The Indian Removal wouldn't have happened if the whites and Indians had the same sense of civilization around the time of 1802. Thw whites saw themselves as the leading nation and the smarter ones because they began making money owning businesses. However the Cherokees in Georgia at that time weren't on the same level, and also the whites discovered that the land the Cherokkes were on was valuable, so the whites wanted them out, make them move west since the east coast was becoming prosperous and they had nothing to contribute wealth wise. By signing an agreement with Georgia, the U.S. federal government established federal ownership of the lands west of the lands west of the state of Georgia in 1802. .

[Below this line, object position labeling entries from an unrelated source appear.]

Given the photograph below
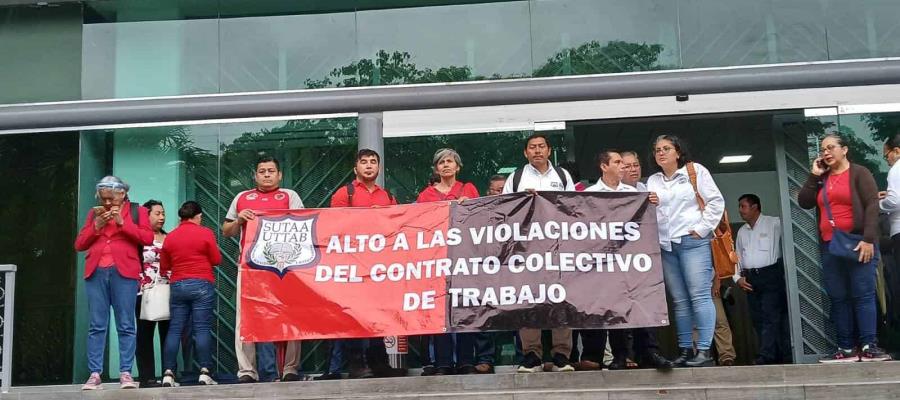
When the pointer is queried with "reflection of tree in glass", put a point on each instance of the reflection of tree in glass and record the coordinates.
(391, 69)
(596, 58)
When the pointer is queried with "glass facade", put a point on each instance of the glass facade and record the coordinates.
(119, 49)
(128, 49)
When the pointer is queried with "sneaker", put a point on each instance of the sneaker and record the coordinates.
(561, 363)
(588, 365)
(205, 379)
(169, 379)
(840, 356)
(126, 381)
(531, 363)
(93, 383)
(871, 352)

The Cherokees were a big nation of about 25,000 people occupying a large territory from central Georgia into Tennesse and North Carolina. This agreement between Gerogia and the U.S. affected the Cherokees in a big impact since it corrupted their protection from the U.S. Now the meaning of the Treaty of Hopewell seemed to have a totally diffirent meaning. The many white citizens of Georgia believed that the Cherokees had the right to occupy the land, not to own it. treaty after treay was renegotiated by the U.S., the Indians were manipulated and controlled.
After the war of 1812, the land hungry white setelers demanded Indian lands, surrounding their territory in the South and MidWest.